Le Sénégal : une loi pionnière mais incomplète
Le Sénégal a marqué l’histoire en adoptant dès 2010 une loi sur la parité, exigeant une alternance stricte entre hommes et femmes sur les listes électorales pour différentes élections. Cette avancée législative a significativement boosté la présence féminine au Parlement et dans les collectivités locales. Pourtant, cette mesure ne s’applique pas aux gouvernements successifs. En effet, la sélection des ministres relève exclusivement du président de la République, souvent sur proposition du Premier ministre, ce qui limite la représentation féminine à la seule volonté politique du chef de l’État.

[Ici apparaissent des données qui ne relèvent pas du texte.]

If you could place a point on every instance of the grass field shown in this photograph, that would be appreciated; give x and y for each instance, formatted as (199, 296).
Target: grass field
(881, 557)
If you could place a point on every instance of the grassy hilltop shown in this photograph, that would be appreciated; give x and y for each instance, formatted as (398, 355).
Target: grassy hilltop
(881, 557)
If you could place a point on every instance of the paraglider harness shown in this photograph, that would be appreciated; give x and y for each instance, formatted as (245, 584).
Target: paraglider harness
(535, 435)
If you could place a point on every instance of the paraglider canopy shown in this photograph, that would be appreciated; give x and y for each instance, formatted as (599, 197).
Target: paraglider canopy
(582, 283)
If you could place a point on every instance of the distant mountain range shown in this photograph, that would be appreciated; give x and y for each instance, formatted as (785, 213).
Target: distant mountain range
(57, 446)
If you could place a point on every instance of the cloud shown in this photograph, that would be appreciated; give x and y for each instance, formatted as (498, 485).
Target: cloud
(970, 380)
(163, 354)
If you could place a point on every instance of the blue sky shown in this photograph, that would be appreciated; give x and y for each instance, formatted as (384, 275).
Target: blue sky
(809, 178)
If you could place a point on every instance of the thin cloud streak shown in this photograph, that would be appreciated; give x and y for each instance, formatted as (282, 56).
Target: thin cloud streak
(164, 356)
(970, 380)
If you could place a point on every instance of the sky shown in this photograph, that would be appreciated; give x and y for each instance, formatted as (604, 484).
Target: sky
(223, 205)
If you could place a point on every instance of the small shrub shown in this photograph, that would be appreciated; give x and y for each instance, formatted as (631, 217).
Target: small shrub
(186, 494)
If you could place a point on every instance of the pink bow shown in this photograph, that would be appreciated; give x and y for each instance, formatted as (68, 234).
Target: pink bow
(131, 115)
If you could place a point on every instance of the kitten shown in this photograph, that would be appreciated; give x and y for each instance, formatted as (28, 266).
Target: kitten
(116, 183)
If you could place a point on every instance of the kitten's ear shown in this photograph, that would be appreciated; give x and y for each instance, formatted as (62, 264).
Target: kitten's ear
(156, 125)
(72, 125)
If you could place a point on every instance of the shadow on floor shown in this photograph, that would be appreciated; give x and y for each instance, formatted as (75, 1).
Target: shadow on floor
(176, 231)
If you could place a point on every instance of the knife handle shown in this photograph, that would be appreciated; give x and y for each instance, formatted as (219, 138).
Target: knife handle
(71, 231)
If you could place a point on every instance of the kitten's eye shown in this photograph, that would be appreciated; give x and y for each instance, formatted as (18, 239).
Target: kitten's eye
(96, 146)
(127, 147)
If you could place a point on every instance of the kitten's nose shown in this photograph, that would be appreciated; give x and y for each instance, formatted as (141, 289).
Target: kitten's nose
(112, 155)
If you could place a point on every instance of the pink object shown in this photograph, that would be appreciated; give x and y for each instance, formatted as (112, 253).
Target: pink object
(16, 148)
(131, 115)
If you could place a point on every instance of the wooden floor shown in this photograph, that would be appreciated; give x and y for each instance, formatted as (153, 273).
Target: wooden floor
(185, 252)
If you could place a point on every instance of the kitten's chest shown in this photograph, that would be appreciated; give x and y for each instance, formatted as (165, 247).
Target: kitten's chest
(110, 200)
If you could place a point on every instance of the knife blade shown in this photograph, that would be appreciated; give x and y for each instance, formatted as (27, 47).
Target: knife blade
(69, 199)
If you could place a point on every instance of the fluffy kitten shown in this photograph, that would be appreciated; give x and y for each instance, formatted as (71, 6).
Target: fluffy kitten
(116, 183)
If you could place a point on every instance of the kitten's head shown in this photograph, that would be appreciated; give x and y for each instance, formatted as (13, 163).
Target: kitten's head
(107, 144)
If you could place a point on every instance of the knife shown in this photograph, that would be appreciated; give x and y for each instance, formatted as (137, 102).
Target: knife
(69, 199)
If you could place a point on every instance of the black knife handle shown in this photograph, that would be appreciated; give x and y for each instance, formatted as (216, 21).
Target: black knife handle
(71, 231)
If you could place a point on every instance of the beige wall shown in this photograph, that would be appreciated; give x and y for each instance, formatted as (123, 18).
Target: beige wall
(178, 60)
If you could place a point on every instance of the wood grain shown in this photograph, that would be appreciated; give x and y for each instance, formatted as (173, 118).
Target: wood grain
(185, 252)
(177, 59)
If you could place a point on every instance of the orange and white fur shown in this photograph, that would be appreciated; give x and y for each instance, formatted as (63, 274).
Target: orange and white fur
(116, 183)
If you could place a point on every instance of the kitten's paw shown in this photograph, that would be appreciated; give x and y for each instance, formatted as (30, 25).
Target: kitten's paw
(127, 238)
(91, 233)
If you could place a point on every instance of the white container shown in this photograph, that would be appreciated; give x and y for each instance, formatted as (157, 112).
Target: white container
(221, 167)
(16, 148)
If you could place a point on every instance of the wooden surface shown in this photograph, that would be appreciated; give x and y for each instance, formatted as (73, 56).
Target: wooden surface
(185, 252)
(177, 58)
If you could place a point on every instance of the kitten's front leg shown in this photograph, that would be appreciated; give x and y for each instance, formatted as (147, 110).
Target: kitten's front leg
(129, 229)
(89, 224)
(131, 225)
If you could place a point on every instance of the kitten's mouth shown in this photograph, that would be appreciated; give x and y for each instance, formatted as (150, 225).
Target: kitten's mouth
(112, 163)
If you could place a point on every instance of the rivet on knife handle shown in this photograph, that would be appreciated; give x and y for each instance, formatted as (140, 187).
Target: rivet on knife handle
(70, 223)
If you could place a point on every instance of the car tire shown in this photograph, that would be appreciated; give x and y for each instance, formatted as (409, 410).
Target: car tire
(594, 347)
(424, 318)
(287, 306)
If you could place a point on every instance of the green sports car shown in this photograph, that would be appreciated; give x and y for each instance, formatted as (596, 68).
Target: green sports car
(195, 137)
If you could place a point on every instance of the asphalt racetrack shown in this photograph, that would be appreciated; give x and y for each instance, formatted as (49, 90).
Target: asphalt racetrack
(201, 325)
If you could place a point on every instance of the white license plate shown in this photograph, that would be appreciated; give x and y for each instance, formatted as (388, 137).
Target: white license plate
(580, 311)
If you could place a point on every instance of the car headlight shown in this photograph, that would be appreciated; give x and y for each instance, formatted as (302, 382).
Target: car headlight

Le Tchad franchit une étape décisive vers l’égalité
Contrairement au Sénégal, le Tchad a franchi un cap décisif en instaurant dès 2018 une ordonnance garantissant la parité hommes-femmes, applicable aussi bien aux fonctions électives que nominatives. Le décret d’application de 2021 renforce cette ambition en précisant que l’objectif est un « accès égal des femmes et des hommes aux instances de décision ». Concrètement, un quota minimal de 30 % de femmes est désormais exigé pour les postes nominatifs, incluant le gouvernement, les grandes institutions et l’administration centrale et territoriale.
Les réformes récentes ont aussi renforcé les mécanismes incitant à la présence féminine sur les listes électorales. Ces efforts ont porté leurs fruits : lors des dernières élections législatives de 2024-2025, le Tchad a enregistré une représentation féminine record de 34 % à l’Assemblée nationale, avec 64 femmes élues sur 188 députés. Au sein du gouvernement remanié en avril 2026, la parité progresse également, avec 12 femmes sur 37 membres, soit près de 32 % de représentation féminine.
Les autorités tchadiennes affichent une volonté claire de poursuivre cette dynamique, bien que le chemin vers une égalité totale reste long. Malgré ces avancées, des obstacles majeurs subsistent : les femmes restent sous-représentées dans de nombreux postes décisionnels, tandis que des freins sociaux, économiques et culturels continuent d’entraver leur pleine participation politique.